Mesmo que a LLE não se aplique às normas estaduais - vez
que os legisladores estaduais sujeitar-se-ão à obrigatoriedade de elaboração de
AIR apenas quando as leis de liberdade econômica de cada ente vierem a trazer
essa previsão - a obrigatoriedade do AIR pelo Confaz é suficiente para eivar de
vícios as normas estaduais.
Por exemplo, em Minas Gerais, o Decreto nº 48.082/20 foi
editado em decorrência da internalização do Convênio ICMS 71/20. O decreto em
questão incluiu no RICMS, entre os documentos fiscais, as informações prestadas
pelos intermediadores de serviços e de negócios, relativas às operações e às
prestações que tenham intermediado e que envolvam estabelecimentos de
contribuintes localizados em MG. Por sua vez, o art. 21 da Lei Estadual nº
6.763/75, determina a responsabilidade solidária pela obrigação tributária aos
marketplaces em relação às operações ou às prestações sobre as quais tenham
deixado de cumprir a obrigação de prestar informações ao Fisco, nos termos do
regulamento.
A consequência lógica, portanto, é de que o Estado não
poderia impor a obrigação acessória aos marketplaces por ilegalidade do
Convênio Confaz e, assim, a responsabilidade solidária pela obrigação principal
não seria aplicável ao caso, por força da Lei de Liberdade Econômica.
[1] PIRES, Gabriela Cabral,
BERNARDES, Flávio Couto. COMPLIANCE E RESPONSABILIDADE TRIBUTÁRIA NAS
ATIVIDADES DE INTERMEDIAÇÃO NOCOMÉRCIO ELETRÔNICO. In: Direito, democracia e
mudanças institucionais: homenagem ao ProfessorAdélman de Barros Villa.1
ed.Teresina: PPGD-UFPI, 2021, v.1.
[2] Diretrizes gerais e guia
orientativo para elaboração de Análise de Impacto Regulatório - AIR / Subchefia
de Análise e Acompanhamento de Políticas Governamentais [et al.]. -Brasília:
Presidência da República, 2018. Disponível em: https://www.gov.br/economia/
[3] BERNARDES, Flávio C.; PIRES,
Gabriela C.; FREIRE, Ana Paula R.. As políticas públicas tributárias de
benefícios fiscais e o federalismo. In.: A Crise do Federalismo em estado de
pandemia. Belo Horizonte: Letramento Ed. E Livraria, 2021. Pg. 134-154.
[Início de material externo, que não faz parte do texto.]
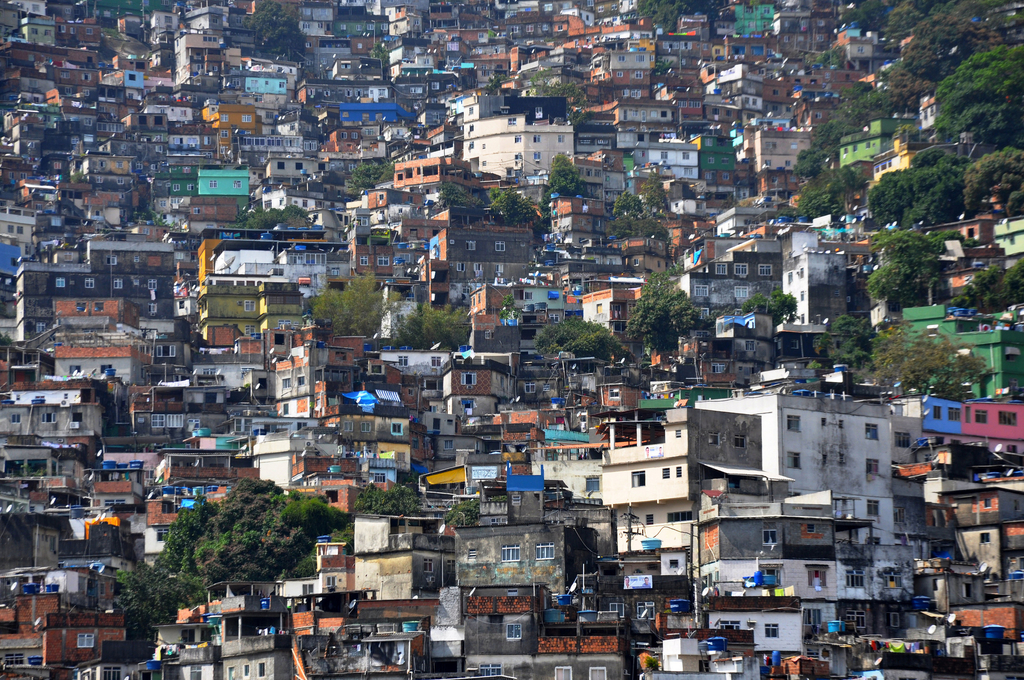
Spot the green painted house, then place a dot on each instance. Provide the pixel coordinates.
(876, 139)
(999, 348)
[4] O Decreto n? 10.411/20, que
regulamenta da LLE, ao tratar da AIR, determina que, no âmbito da administração
tributária e aduaneira da União, as disposições aplicam-se somente aos atos
normativos que instituam ou modifiquem obrigação acessória. Observe-se que o
decreto extrapola a previsão legal, ao reduzir a obrigação da administração,
tornando o AIR dispensável no caso de obrigações principais, capazes de gerar
impactos econômicos ainda mais graves do que as acessórias.